X-Factor annual #1 (October) Grand Design.
Bob Layton, Brett Breeding.
Bob Layton bows out on a high note, relatively speaking. This version of X-Factor still feels conspicuously tooled for tidy monthly adventures ending with a joke on the last page as someone tosses X-Dog an X-snack which he swallows in one gulp before woofing eckshy-eckshy-racktaaaaa to make everyone laugh; so it's engaging and readable even if it reminds me that I still miss the New Defenders. X-Factor in their mutant hunting guise are sent to the Soviet Union by special request of the Kremlin, leading Bobby to quip, 'Maybe they found a female gymnast who doesn't have a full beard.' There they discover a mutant resistance organisation violently opposed to the institute which has drawn X-Factor across the iron curtain, which amounts to an experiment camp run by Doppelganger, himself a powerful mutant who was tentatively chalked in to become X-Factor's major villain - presumably before Louise came up with Apocalypse.

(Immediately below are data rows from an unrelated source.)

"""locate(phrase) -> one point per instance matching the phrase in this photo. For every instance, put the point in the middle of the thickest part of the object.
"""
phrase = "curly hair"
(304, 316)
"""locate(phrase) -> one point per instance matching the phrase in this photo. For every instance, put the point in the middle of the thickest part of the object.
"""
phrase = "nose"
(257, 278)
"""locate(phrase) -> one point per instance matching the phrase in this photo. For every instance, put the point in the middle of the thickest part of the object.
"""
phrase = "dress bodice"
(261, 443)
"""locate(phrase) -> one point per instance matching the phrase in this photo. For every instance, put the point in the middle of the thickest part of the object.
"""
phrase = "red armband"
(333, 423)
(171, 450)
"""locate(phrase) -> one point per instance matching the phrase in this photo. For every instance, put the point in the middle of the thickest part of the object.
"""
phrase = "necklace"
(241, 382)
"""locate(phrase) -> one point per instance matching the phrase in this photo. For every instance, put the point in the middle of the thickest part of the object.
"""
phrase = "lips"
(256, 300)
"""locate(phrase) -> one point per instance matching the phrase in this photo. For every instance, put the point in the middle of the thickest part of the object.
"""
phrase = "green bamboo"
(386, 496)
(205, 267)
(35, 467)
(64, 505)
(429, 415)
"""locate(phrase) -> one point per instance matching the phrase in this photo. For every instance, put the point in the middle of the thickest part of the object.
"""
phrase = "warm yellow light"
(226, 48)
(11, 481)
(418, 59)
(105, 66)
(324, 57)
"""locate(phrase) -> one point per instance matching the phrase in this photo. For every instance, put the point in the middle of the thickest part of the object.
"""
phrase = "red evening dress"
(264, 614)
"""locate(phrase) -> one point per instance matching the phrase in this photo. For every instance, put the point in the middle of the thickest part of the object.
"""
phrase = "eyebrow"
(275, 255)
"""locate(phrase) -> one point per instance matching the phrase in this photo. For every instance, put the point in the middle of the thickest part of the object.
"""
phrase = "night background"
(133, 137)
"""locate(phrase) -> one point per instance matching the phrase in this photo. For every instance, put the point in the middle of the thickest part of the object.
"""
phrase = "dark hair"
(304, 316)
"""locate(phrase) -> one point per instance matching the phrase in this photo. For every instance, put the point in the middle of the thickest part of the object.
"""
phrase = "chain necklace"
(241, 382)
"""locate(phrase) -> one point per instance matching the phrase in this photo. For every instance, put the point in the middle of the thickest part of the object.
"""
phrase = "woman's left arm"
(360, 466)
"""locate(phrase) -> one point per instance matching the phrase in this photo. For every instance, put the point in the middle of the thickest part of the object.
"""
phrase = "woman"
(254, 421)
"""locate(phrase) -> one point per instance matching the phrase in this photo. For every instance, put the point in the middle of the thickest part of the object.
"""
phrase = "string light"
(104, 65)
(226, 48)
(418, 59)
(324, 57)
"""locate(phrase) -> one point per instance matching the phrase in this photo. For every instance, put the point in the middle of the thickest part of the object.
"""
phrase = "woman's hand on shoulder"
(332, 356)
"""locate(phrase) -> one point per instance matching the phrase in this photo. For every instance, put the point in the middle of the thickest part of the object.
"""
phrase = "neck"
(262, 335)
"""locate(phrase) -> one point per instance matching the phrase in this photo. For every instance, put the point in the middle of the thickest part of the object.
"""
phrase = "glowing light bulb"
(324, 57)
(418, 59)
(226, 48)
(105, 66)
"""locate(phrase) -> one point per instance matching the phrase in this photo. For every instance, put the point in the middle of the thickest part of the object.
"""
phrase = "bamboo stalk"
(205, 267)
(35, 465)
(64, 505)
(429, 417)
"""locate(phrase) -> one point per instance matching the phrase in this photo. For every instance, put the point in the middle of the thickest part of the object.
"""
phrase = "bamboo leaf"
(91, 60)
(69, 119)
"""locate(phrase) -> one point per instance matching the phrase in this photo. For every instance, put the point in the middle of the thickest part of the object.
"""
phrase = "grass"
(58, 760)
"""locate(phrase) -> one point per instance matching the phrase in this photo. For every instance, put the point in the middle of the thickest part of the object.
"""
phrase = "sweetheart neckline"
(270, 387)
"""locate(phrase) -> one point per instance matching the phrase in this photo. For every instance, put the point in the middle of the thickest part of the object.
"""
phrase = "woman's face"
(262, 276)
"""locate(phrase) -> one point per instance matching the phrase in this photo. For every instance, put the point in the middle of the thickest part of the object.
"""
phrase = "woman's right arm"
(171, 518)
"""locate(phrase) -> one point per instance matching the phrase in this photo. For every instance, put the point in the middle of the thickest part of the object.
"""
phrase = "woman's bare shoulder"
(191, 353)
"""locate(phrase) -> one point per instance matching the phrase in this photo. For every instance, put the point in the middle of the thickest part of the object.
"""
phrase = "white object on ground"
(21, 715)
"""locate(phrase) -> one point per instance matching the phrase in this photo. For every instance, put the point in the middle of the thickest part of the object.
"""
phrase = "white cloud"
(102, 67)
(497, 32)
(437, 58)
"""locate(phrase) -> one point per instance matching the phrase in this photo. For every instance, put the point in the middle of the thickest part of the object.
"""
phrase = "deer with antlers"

I suppose Grand Design is a bit obvious in places, but the story is tight and well told with shocks sufficient to keep it interesting. It's also nice - if that's the word - to be reminded how the Soviet Union probably wasn't the greatest place to live, particularly given the growing number of purple-haired fuckwits born since its dissolution getting all misty-eyed over their heavily revised version of an historical reality that some of us actually remember.